Legal Strategies to Achieve Women’s Rights
Founded in 1966, the National Organization for Women (NOW) fought for women’s rights and the Equal Rights Amendment. Similar to the National Association for the Advancement of Colored People (NAACP), NOW sought to achieve equal rights by looking for test cases to challenge discriminatory laws. One of their first cases began in 1967 with a woman in Georgia who sued the Southern Bell Company (now AT&T) because they would not promote her to a higher paid position due to her gender. After several appeals, a Federal Court found in her favor.

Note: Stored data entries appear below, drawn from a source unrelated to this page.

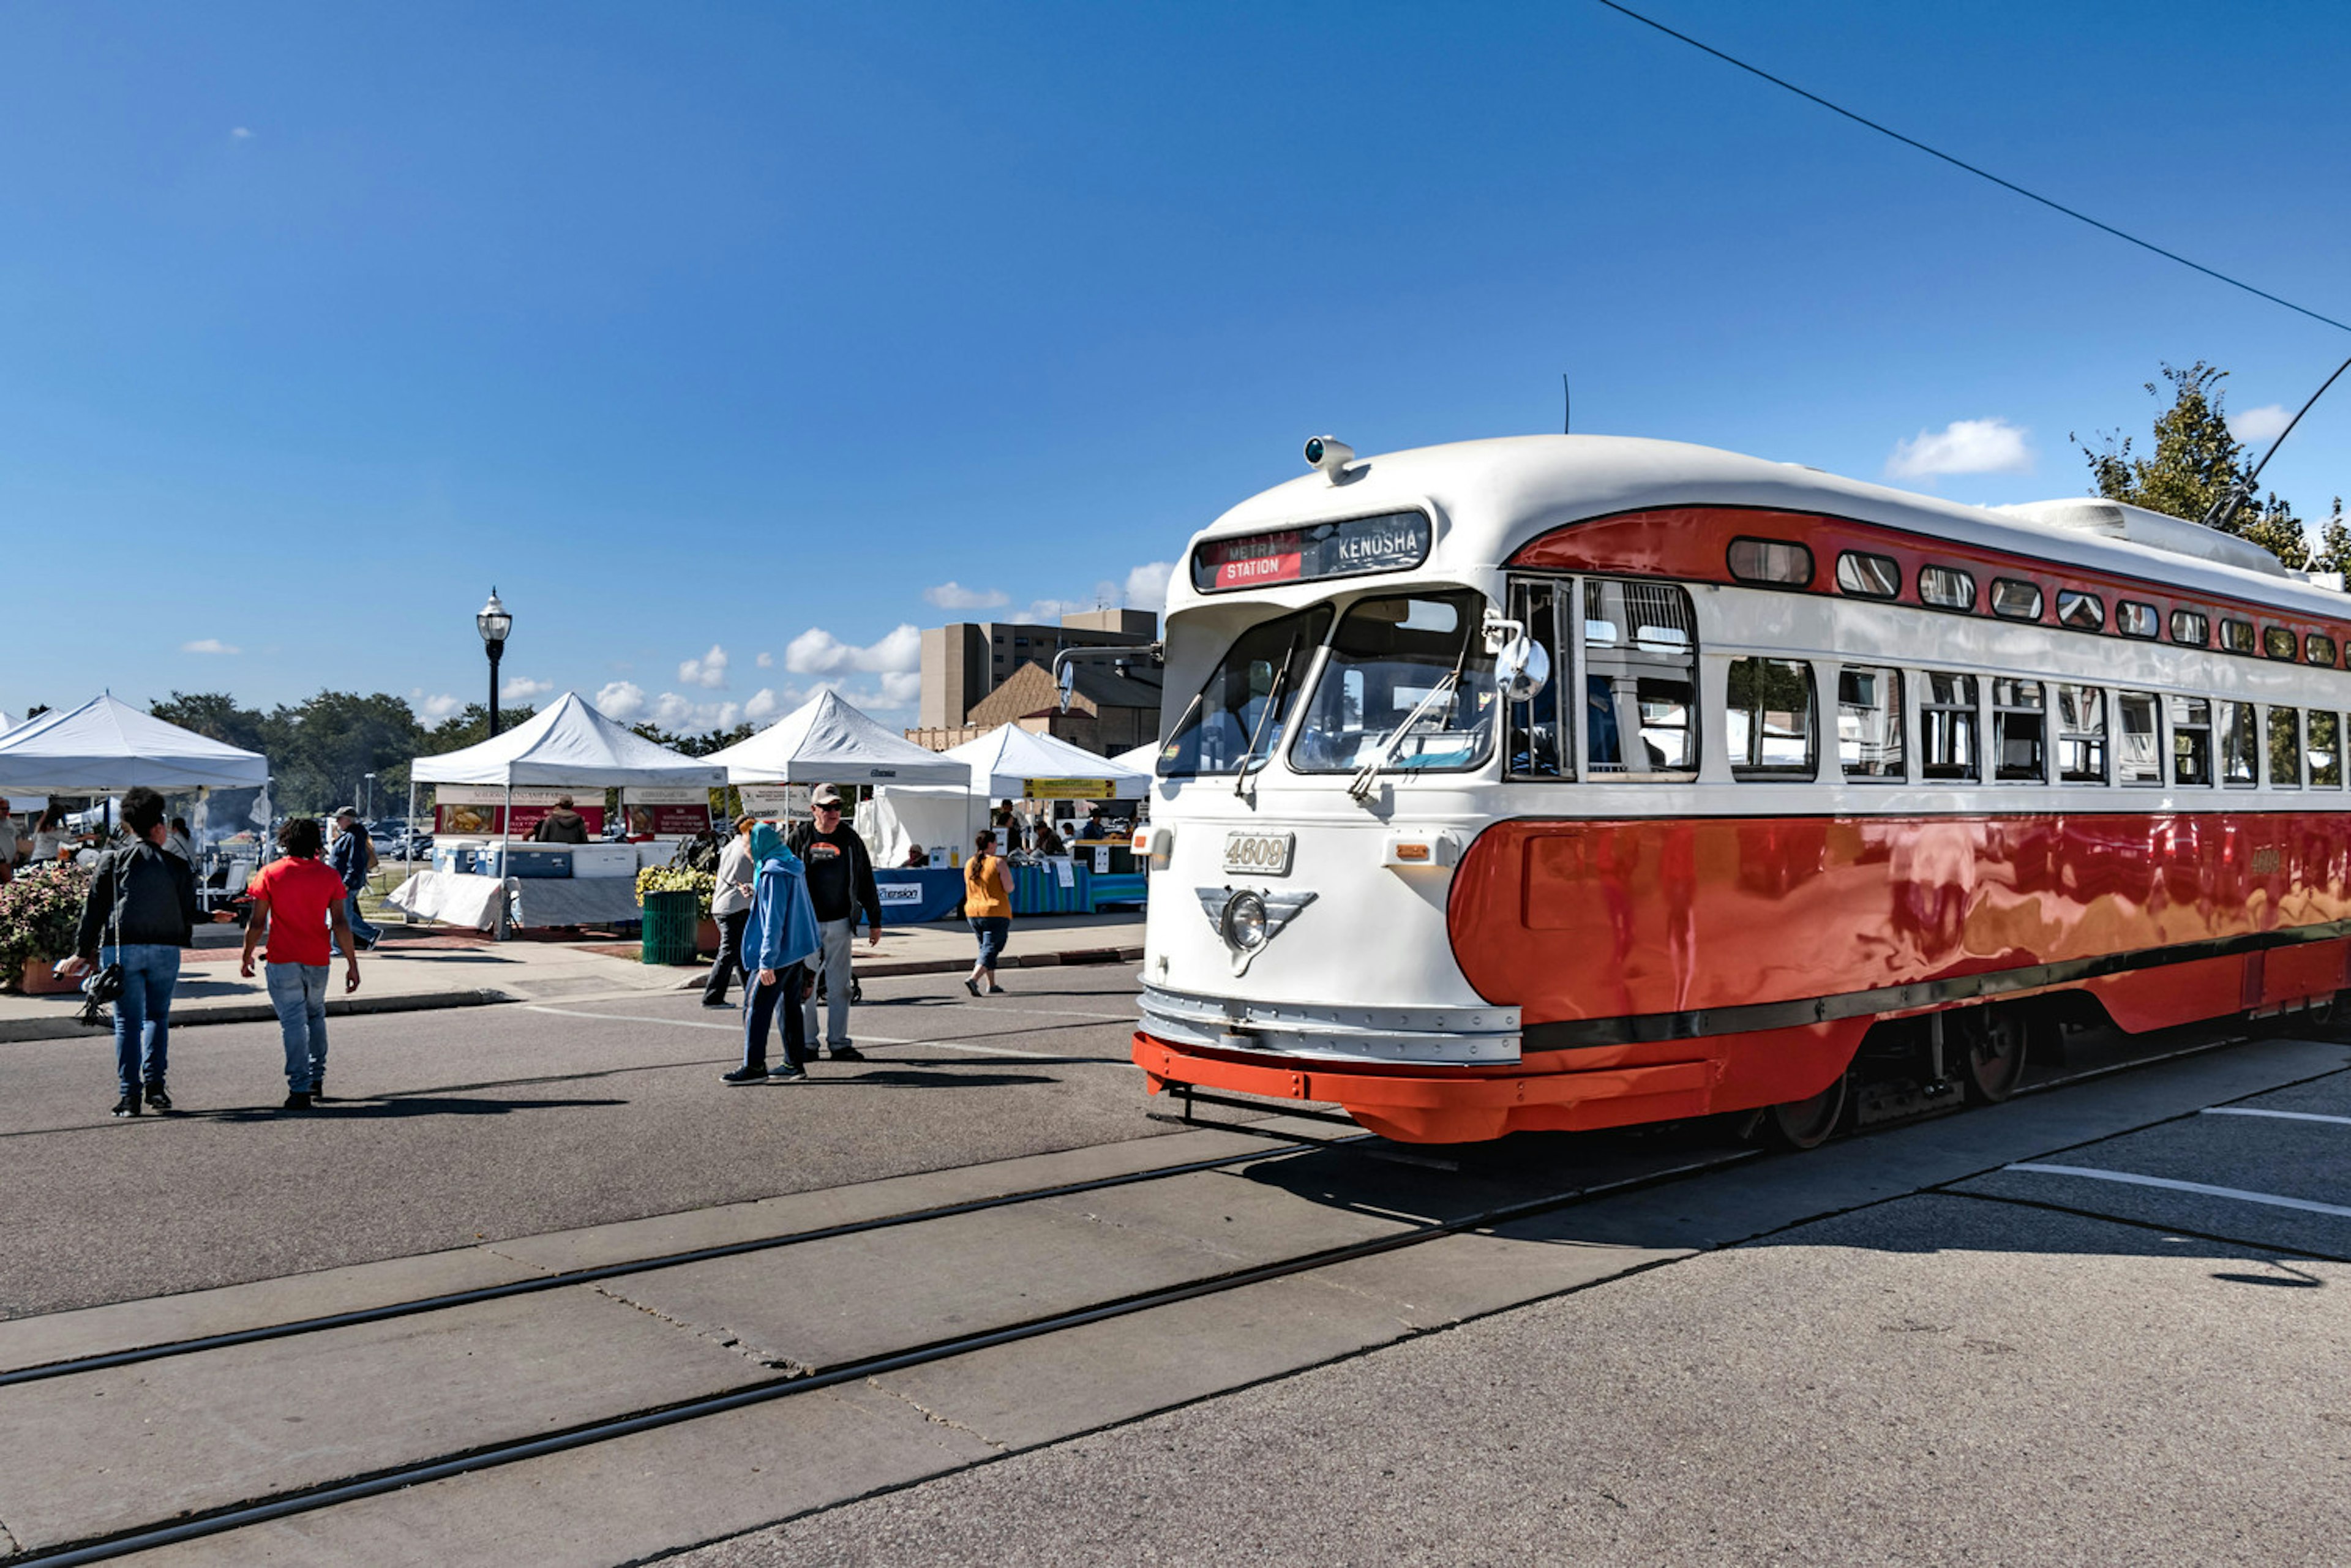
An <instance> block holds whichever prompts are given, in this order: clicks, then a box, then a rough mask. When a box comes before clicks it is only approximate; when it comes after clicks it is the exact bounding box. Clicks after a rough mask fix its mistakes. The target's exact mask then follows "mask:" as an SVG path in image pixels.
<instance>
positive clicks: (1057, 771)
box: [945, 724, 1152, 799]
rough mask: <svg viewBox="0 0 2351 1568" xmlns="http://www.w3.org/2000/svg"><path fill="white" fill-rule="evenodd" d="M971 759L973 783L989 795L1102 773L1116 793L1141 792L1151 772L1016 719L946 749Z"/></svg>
mask: <svg viewBox="0 0 2351 1568" xmlns="http://www.w3.org/2000/svg"><path fill="white" fill-rule="evenodd" d="M945 755H947V757H955V759H957V762H966V764H971V788H973V790H976V792H978V795H985V797H990V799H1020V797H1023V795H1027V792H1030V785H1032V783H1077V780H1091V778H1098V780H1103V783H1107V785H1110V792H1112V795H1143V792H1145V790H1150V788H1152V771H1150V769H1147V766H1145V769H1126V766H1119V762H1117V759H1114V757H1103V755H1100V752H1089V750H1086V748H1081V745H1070V743H1067V741H1060V738H1058V736H1039V733H1037V731H1032V729H1020V726H1018V724H999V726H997V729H992V731H987V733H985V736H980V738H978V741H964V743H962V745H957V748H950V750H947V752H945Z"/></svg>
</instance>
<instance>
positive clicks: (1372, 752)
mask: <svg viewBox="0 0 2351 1568" xmlns="http://www.w3.org/2000/svg"><path fill="white" fill-rule="evenodd" d="M1483 604H1486V599H1483V597H1479V595H1474V592H1469V590H1453V592H1413V595H1387V597H1378V599H1357V602H1354V604H1349V607H1347V614H1345V616H1342V618H1340V623H1338V630H1335V632H1333V635H1331V658H1328V661H1324V672H1321V677H1319V679H1317V684H1314V693H1312V696H1310V698H1307V710H1305V715H1302V717H1300V722H1298V741H1295V745H1293V748H1291V766H1295V769H1298V771H1300V773H1352V771H1354V769H1361V766H1364V764H1368V762H1373V759H1378V757H1380V755H1382V750H1387V748H1389V741H1394V748H1392V752H1389V755H1387V762H1385V766H1387V769H1396V771H1455V769H1474V766H1479V764H1481V762H1486V757H1488V752H1493V726H1495V686H1493V654H1488V651H1486V637H1483V630H1481V621H1483V616H1481V611H1483ZM1399 729H1406V733H1401V736H1399V733H1396V731H1399Z"/></svg>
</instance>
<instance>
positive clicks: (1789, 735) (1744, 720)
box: [1723, 658, 1817, 778]
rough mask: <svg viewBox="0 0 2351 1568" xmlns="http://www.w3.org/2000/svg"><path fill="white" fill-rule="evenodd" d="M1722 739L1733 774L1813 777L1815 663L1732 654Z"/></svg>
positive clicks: (1784, 658)
mask: <svg viewBox="0 0 2351 1568" xmlns="http://www.w3.org/2000/svg"><path fill="white" fill-rule="evenodd" d="M1723 743H1726V745H1728V748H1730V776H1733V778H1813V773H1815V771H1817V769H1815V764H1813V665H1808V663H1801V661H1791V658H1733V661H1730V684H1728V698H1726V703H1723Z"/></svg>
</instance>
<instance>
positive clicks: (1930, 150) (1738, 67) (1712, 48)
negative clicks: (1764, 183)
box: [1599, 0, 2351, 331]
mask: <svg viewBox="0 0 2351 1568" xmlns="http://www.w3.org/2000/svg"><path fill="white" fill-rule="evenodd" d="M1599 5H1606V7H1608V9H1610V12H1617V14H1622V16H1632V19H1634V21H1639V24H1641V26H1648V28H1655V31H1660V33H1665V35H1667V38H1679V40H1681V42H1686V45H1690V47H1693V49H1700V52H1704V54H1712V56H1714V59H1719V61H1723V63H1726V66H1737V68H1740V71H1744V73H1747V75H1759V78H1763V80H1766V82H1770V85H1773V87H1784V89H1787V92H1794V94H1796V96H1799V99H1806V101H1810V103H1820V106H1822V108H1827V110H1829V113H1831V115H1843V118H1846V120H1853V122H1855V125H1862V127H1867V129H1874V132H1876V134H1881V136H1893V139H1895V141H1900V143H1902V146H1907V148H1916V150H1921V153H1925V155H1928V158H1940V160H1942V162H1947V165H1951V167H1954V169H1963V172H1968V174H1975V176H1977V179H1989V181H1991V183H1994V186H1998V188H2001V190H2012V193H2015V195H2022V197H2024V200H2029V202H2041V205H2043V207H2048V209H2050V212H2062V214H2064V216H2069V219H2074V221H2078V223H2088V226H2090V228H2097V230H2102V233H2109V235H2114V237H2116V240H2128V242H2130V244H2137V247H2139V249H2142V252H2154V254H2156V256H2163V259H2165V261H2177V263H2179V266H2184V268H2193V270H2198V273H2203V275H2205V277H2212V280H2217V282H2224V284H2229V287H2231V289H2243V292H2245V294H2255V296H2259V299H2266V301H2269V303H2273V306H2285V308H2288V310H2292V313H2297V315H2306V317H2311V320H2313V322H2325V324H2327V327H2335V329H2339V331H2351V324H2346V322H2337V320H2335V317H2332V315H2320V313H2318V310H2311V308H2309V306H2297V303H2295V301H2290V299H2283V296H2278V294H2271V292H2269V289H2257V287H2255V284H2250V282H2245V280H2243V277H2229V273H2222V270H2217V268H2208V266H2205V263H2201V261H2189V259H2186V256H2182V254H2179V252H2170V249H2163V247H2161V244H2156V242H2154V240H2142V237H2139V235H2132V233H2125V230H2121V228H2116V226H2114V223H2102V221H2099V219H2092V216H2090V214H2088V212H2078V209H2074V207H2067V205H2064V202H2055V200H2050V197H2045V195H2041V193H2038V190H2027V188H2024V186H2020V183H2017V181H2012V179H2001V176H1998V174H1994V172H1991V169H1980V167H1977V165H1972V162H1968V160H1965V158H1951V155H1949V153H1944V150H1942V148H1930V146H1928V143H1923V141H1918V139H1916V136H1904V134H1902V132H1897V129H1893V127H1890V125H1878V122H1876V120H1871V118H1867V115H1857V113H1853V110H1850V108H1846V106H1843V103H1831V101H1829V99H1824V96H1820V94H1817V92H1806V89H1803V87H1796V82H1789V80H1787V78H1777V75H1773V73H1770V71H1763V68H1761V66H1749V63H1747V61H1742V59H1740V56H1735V54H1723V52H1721V49H1716V47H1714V45H1709V42H1700V40H1697V38H1690V35H1688V33H1679V31H1674V28H1669V26H1665V24H1662V21H1657V19H1655V16H1643V14H1641V12H1636V9H1632V7H1629V5H1617V0H1599Z"/></svg>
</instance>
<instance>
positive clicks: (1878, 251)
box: [0, 0, 2351, 724]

Many activists also fought against the quotas that medical and law schools had in place allowing only 5-10% of women in their incoming class. Check out this interesting statistic below!
85,554 Men in law schools 76,737
8,914 Women in law schools 68,502
Source: The Daily Beast
Overall, I thought this was a great reminder of the struggles, innovations, and time it takes to see culture and laws change. Hope you enjoyed reading about it!